The data is:
d.fit.spatial.1914 <- structure(list(country = c("Albania", "Austria", "Belgium", "Netherlands",
"Poland", "Portugal", "Denmark", "Germany", "Greece", "Spain",
"Bulgaria", "Switzerland", "Romania", "Serbia", "Czech", "Hungary",
"Croatia", "Slovenia", "Slovakia", "Sweden", "Italy", "Turkey",
"Ireland", "Lithuania", "Luxembourg", "Latvia", "Montenegro",
"Macedonia", "United Kingdom", "France"), year = c(1914, 1914,
1914, 1914, 1914, 1914, 1914, 1914, 1914, 1914, 1914, 1914, 1914,
1914, 1914, 1914, 1914, 1914, 1914, 1914, 1914, 1914, 1914, 1914,
1914, 1914, 1914, 1914, 1914, 1914), fit.0.025quant = c(0.434655240136129,
0.284655241371776, 0.720674142241487, 0.384655241369517, 0.18465524138084,
0.83465486750421, 0.932497202050029, 0.584655240989832, 0.984655241367537,
0.784655241373554, 0.0345030032830154, 0.984655241376334, 0.284655225269347,
0.684655241365249, 0.284655241372936, 0.284655241362455, 0.284655241377793,
0.284655241376081, 0.284655241371874, 0.78249311930548, 0.434655241367893,
0.434655240132238, 0.884655241344018, 0.184655241378209, 0.834655241370662,
0.184655241370411, 0.434655240134927, 0.434655240126972, 0.884655241345161,
0.884655241368697), fit.mean = c(0.450091896365781, 0.300091897258075,
0.802571964680874, 0.40009189725807, 0.200091897258009, 0.850091616757218,
0.948236426452339, 0.600091896986149, 1.00009189725808, 0.800091897258069,
0.0500915893805267, 1.00009189725808, 0.300091885435822, 0.700091897258069,
0.300091897258072, 0.300091897258073, 0.300091897258071, 0.300091897258071,
0.300091897258073, 0.798233429108366, 0.45009189725807, 0.450091896365781,
0.90009189725807, 0.200091897258009, 0.850091897258064, 0.200091897258008,
0.450091896365779, 0.450091896365786, 0.900091897258078, 0.900091897258063
), fit.0.975quant = c(0.465555777310772, 0.31555577856971, 0.884464486582753,
0.415555778571938, 0.215555778560413, 0.86555540195537, 0.963452930309468,
0.615555778192601, 1.015555778574, 0.81555577856788, 0.0657080548000513,
1.0155557785652, 0.315555762328393, 0.715555778576285, 0.315555778568526,
0.315555778579083, 0.315555778563714, 0.315555778565382, 0.315555778569618,
0.813449285348024, 0.465555778573548, 0.465555777314699, 0.915555778597406,
0.215555778563069, 0.865555778570851, 0.215555778570873, 0.465555777311962,
0.465555777319966, 0.915555778596324, 0.915555778572741)), row.names = 3421:3450, class = "data.frame")
I want to plot it as:
get_eurostat_geospatial(resolution = 10,
nuts_level = 0,
year = 2016)
SHP_0 <- get_eurostat_geospatial(resolution = 10,
nuts_level = 0,
year = 2016)
SHP_0 <- SHP_0[-c(13, 17, 25, 26, 28, 29, 36), ]

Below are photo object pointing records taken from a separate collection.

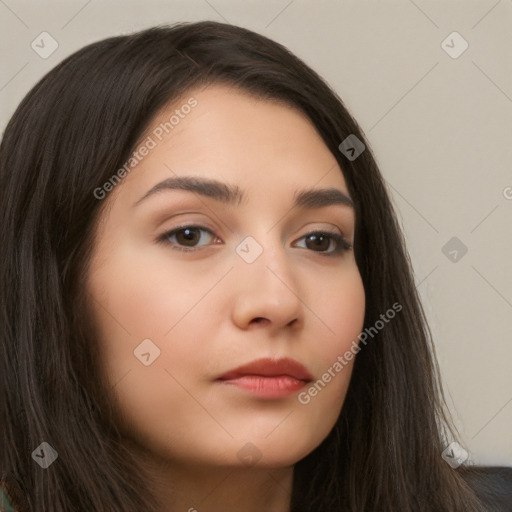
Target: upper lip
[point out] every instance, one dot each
(268, 367)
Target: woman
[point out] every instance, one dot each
(207, 302)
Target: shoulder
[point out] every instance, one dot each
(492, 485)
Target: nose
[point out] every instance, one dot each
(267, 293)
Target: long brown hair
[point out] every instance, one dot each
(69, 135)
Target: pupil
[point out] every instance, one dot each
(188, 235)
(319, 242)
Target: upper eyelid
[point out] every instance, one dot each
(175, 229)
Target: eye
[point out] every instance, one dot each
(325, 242)
(187, 238)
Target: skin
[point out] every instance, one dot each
(209, 311)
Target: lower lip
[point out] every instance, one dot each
(267, 387)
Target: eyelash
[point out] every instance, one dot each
(341, 243)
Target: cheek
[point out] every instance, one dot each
(341, 308)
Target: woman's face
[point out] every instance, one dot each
(253, 278)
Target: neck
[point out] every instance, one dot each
(220, 488)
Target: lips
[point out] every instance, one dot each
(267, 367)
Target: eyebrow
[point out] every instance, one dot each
(232, 194)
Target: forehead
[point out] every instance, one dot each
(261, 145)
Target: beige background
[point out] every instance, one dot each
(441, 129)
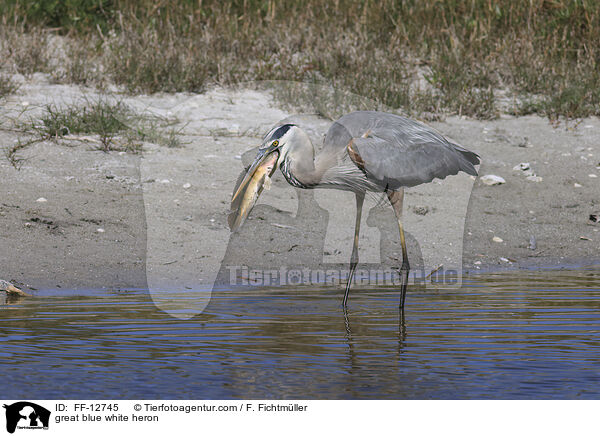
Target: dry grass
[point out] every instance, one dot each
(419, 55)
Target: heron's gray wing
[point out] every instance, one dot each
(395, 151)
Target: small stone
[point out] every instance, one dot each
(532, 243)
(492, 180)
(421, 210)
(534, 178)
(523, 166)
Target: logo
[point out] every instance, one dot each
(26, 415)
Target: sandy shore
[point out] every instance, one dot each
(159, 219)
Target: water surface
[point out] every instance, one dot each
(502, 336)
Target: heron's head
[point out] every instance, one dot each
(274, 148)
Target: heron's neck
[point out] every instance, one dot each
(299, 166)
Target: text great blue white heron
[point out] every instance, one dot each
(362, 151)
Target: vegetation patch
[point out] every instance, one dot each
(107, 123)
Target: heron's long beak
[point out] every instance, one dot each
(252, 185)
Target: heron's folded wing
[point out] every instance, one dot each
(396, 159)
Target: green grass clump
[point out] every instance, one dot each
(7, 86)
(101, 117)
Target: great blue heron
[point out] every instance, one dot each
(362, 151)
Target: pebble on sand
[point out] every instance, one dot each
(534, 178)
(523, 166)
(492, 180)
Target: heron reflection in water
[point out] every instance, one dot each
(364, 151)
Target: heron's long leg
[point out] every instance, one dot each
(360, 198)
(396, 199)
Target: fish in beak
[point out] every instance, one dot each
(257, 178)
(13, 290)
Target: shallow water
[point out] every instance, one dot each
(511, 335)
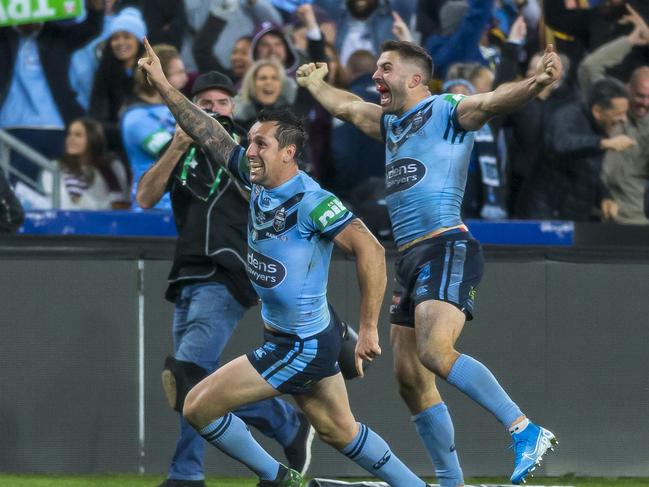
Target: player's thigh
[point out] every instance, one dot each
(416, 383)
(438, 325)
(327, 407)
(234, 384)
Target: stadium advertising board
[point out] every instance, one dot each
(15, 12)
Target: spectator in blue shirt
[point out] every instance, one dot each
(36, 99)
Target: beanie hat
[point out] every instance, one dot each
(213, 80)
(128, 20)
(451, 15)
(292, 62)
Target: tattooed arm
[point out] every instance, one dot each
(206, 131)
(356, 239)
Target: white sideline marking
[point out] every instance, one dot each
(333, 483)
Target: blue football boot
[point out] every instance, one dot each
(530, 445)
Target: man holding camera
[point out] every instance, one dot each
(208, 283)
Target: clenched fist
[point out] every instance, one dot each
(549, 67)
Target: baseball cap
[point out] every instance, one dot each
(213, 81)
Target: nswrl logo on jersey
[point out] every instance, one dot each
(327, 212)
(279, 222)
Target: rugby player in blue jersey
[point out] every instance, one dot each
(292, 227)
(428, 145)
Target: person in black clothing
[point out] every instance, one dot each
(524, 129)
(209, 285)
(567, 183)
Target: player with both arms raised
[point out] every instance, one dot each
(428, 145)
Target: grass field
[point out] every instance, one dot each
(154, 481)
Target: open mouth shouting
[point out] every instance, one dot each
(257, 169)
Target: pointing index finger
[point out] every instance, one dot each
(147, 46)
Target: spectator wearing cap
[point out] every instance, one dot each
(270, 42)
(37, 101)
(147, 125)
(525, 128)
(114, 79)
(362, 25)
(462, 24)
(223, 43)
(208, 284)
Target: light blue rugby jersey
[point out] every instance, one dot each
(427, 159)
(290, 239)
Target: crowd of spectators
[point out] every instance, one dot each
(580, 151)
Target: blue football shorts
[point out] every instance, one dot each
(444, 268)
(293, 365)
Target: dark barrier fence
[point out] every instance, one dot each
(85, 331)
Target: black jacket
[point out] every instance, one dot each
(525, 128)
(56, 43)
(567, 184)
(212, 230)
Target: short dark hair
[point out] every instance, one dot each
(412, 52)
(603, 91)
(290, 127)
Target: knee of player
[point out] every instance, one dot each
(192, 409)
(437, 361)
(337, 435)
(407, 387)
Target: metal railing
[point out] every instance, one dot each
(8, 143)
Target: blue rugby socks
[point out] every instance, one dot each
(231, 435)
(475, 380)
(435, 429)
(372, 453)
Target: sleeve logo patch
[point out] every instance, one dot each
(327, 212)
(156, 141)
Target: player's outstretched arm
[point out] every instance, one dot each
(340, 103)
(356, 239)
(206, 131)
(476, 110)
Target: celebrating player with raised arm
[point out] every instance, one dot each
(292, 227)
(428, 146)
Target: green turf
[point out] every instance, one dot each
(154, 481)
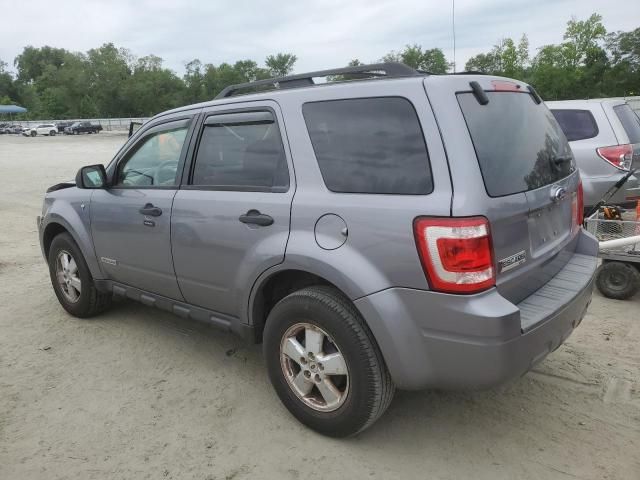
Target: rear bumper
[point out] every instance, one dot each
(438, 340)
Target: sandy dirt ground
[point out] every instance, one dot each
(138, 393)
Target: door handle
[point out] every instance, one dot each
(256, 218)
(150, 210)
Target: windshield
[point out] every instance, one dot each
(519, 144)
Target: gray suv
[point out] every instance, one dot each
(604, 135)
(386, 229)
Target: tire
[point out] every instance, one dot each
(89, 301)
(618, 280)
(367, 389)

SHP_0 %>% ggplot() + geom_sf() + scale_x_continuous(limits = c(-8, 26)) + scale_y_continuous(limits = c(35, 57))
SHP_0$fit.1914 <- d.fit.spatial.1914$fit.mean
SHP_0 %>% ggplot(aes(fill = fit.1914)) + geom_sf() + scale_fill_continuous(
name = "fitted values") + scale_x_continuous(limits = c(-8, 26)) + scale_y_continuous(limits = c(35, 57)) + theme_void()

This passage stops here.